Par précaution, Reinhard Altenhöner indique qu’au moins 60.000 livres seront testés en Allemagne. A terme, difficile de dire ce qu’ils vont devenir. « Pour l’instant on les stocke, on les isole du public et on pense pouvoir les nettoyer selon certaines méthodes mais on ne sait pas encore vraiment comment. Nous aimerions pouvoir numériser tous les livres concernés, sous certaines conditions strictes”, explique ce spécialiste. Il est demandé aux personnes en contact avec ces livres de porter des masques et des gants de protection.

Il se veut cependant relativement rassurant quant à la dangerosité de ces livres : « C’est une substance toxique, c’est vrai, mais nous n’en sommes pas à des niveaux de concentration comparables aux industries qui la produisaient à l’époque. On s’interroge plutôt sur la manière dont l’arsenic peut se disséminer dans l’air. On ne sait pas vraiment, ce n’est pas clair.
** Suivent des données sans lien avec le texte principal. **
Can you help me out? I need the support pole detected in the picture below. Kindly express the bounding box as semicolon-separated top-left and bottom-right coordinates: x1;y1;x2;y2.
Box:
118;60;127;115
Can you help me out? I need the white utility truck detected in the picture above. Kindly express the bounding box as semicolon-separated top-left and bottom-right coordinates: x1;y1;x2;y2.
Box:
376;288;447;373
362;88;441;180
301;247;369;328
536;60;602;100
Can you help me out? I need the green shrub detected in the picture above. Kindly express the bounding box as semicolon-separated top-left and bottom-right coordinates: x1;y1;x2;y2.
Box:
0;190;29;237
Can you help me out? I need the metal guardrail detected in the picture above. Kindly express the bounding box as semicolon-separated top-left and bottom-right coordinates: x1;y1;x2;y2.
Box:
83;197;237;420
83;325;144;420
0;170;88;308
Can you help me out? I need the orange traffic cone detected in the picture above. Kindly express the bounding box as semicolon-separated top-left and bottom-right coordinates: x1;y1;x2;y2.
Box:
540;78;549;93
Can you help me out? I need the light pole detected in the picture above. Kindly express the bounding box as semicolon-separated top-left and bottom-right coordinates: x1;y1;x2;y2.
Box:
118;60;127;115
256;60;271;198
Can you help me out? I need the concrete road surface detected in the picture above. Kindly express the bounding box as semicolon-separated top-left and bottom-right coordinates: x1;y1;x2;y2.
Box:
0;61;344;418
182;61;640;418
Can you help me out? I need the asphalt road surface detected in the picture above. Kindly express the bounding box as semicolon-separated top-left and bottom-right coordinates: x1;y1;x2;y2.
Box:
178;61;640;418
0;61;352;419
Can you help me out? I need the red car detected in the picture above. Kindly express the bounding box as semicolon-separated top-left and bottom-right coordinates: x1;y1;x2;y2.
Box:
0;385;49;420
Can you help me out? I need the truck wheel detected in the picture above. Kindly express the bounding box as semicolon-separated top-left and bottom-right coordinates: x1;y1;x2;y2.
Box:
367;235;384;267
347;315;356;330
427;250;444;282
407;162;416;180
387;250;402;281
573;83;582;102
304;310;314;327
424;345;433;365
Des livres contaminés en Alsace ?

Le directeur des bibliothèques reconnaît enfin que le problème ne se limite pas aux frontières allemandes. En effet, ce pigment, populaire au XIXème siècle, était produit et distribué dans de nombreux pays à travers le monde, et la France n’était pas en reste. Notamment en Alsace, puisqu’une partie de la bibliothèque historique locale a été créée à l’époque où la région était une capitale impériale allemande.

C’est la raison pour laquelle la Bibliothèque nationale universitaire de Strasbourg (BNU) confirme à BFMTV.com avoir lancé « une recherche ciblée » des livres contaminés dans ses bibliothèques, « à partir des données figurant dans une base de données constituée par une université américaine ». .

« Nous n’avons jamais identifié de livres contenant de l’arsenic jusqu’à présent », précise Frédéric Blin, directeur des services et des collections à la BNU. Mais « si nous devions trouver de tels livres, nous les isolerions avant de les numériser, afin que les contenus restent accessibles, au moins sous forme numérique ».

En 2018, des chercheurs danois ont découvert trois livres empoisonnés à l’arsenic dans une bibliothèque du sud du pays. Les œuvres ont été immédiatement confinées dans des cartons individuels pour réduire leurs manipulations.